# Don't know what to do?



## Tau44 (Dec 7, 2003)

I have a friend that wants to trade me a Farmall Super A for a 1952 8N? I like Farmall's but I also like my 8N? Any suggestions. Both tractors need some work?

Thanks,

Tau44


----------



## Ingersoll444 (Sep 17, 2003)

Thats a tough one. What are you planing to use them for? Any attachments for eather?


----------



## Tau44 (Dec 7, 2003)

I bought the 8N and it came with a bushhog. The bush hog is not part of the trade. I wanted it to just play with. Maybe cut the grass up around my building, push snow and etc. Play with mainly.

Thanks,

Tau

Does the Super A have a PTO? Does it have a lift arms in the back. I saw the tractor but don't remember.....


----------



## jodyand (Sep 16, 2003)

I think all the attachments are mid mounted someone correct me if I'm wrong. The 8N is going to be a bigger tractor don't know if thats what you want or not. But i don't think the bush hog will work with the super a and all the ones i have seen have belly mowers. Now someone here was looking for a kit for a rear PTO i think you can convert them.


----------



## parts man (Sep 24, 2003)

A super A has rear PTO, but no 3PT Hitch. You'll want to keep the N for the bush hog, but maybe you can keep the N and buy the A!


----------



## mcloud (May 24, 2004)

In this area you couldnt trade two as a b and a h for a decent 8n Ive got a nice little 2n and it amazes me what people will pay for them.

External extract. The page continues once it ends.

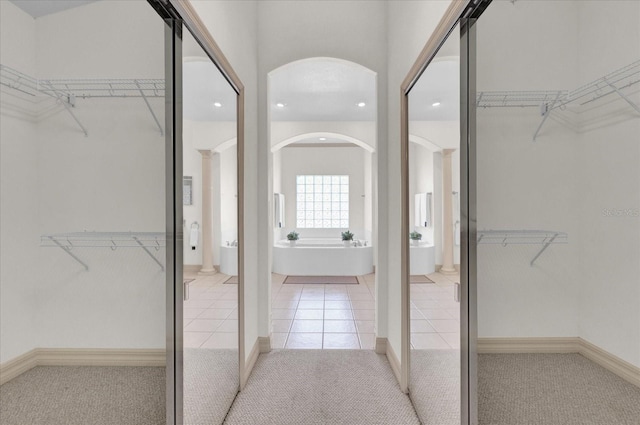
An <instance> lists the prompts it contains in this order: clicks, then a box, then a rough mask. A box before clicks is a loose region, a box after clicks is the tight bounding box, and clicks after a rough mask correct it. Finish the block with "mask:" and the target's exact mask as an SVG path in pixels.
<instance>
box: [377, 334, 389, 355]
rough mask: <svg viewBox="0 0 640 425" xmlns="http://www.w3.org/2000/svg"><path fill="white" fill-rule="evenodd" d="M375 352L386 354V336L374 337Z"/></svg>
mask: <svg viewBox="0 0 640 425" xmlns="http://www.w3.org/2000/svg"><path fill="white" fill-rule="evenodd" d="M374 350H375V352H376V354H387V338H376V347H375V349H374Z"/></svg>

Their nice tractors but for just a little more you can get a nice jubilee or even a 2000


----------



## Tau44 (Dec 7, 2003)

I think I am going to keep the 8N. I am looking at a CUB with a woods mower to play with. I figure in the long run the 8N is going to be more valuable then the A. People seem to want to pay more. Although I am kind of partial to red.

Tau


----------



## parts man (Sep 24, 2003)

An A is a fine tractor, but in my area at least, the Cub is much easier to find implements for! I think the A is a far superior tractor (some would argue ), but still runnning after 50+ years on that Cub, you can't argue with performance like that!


----------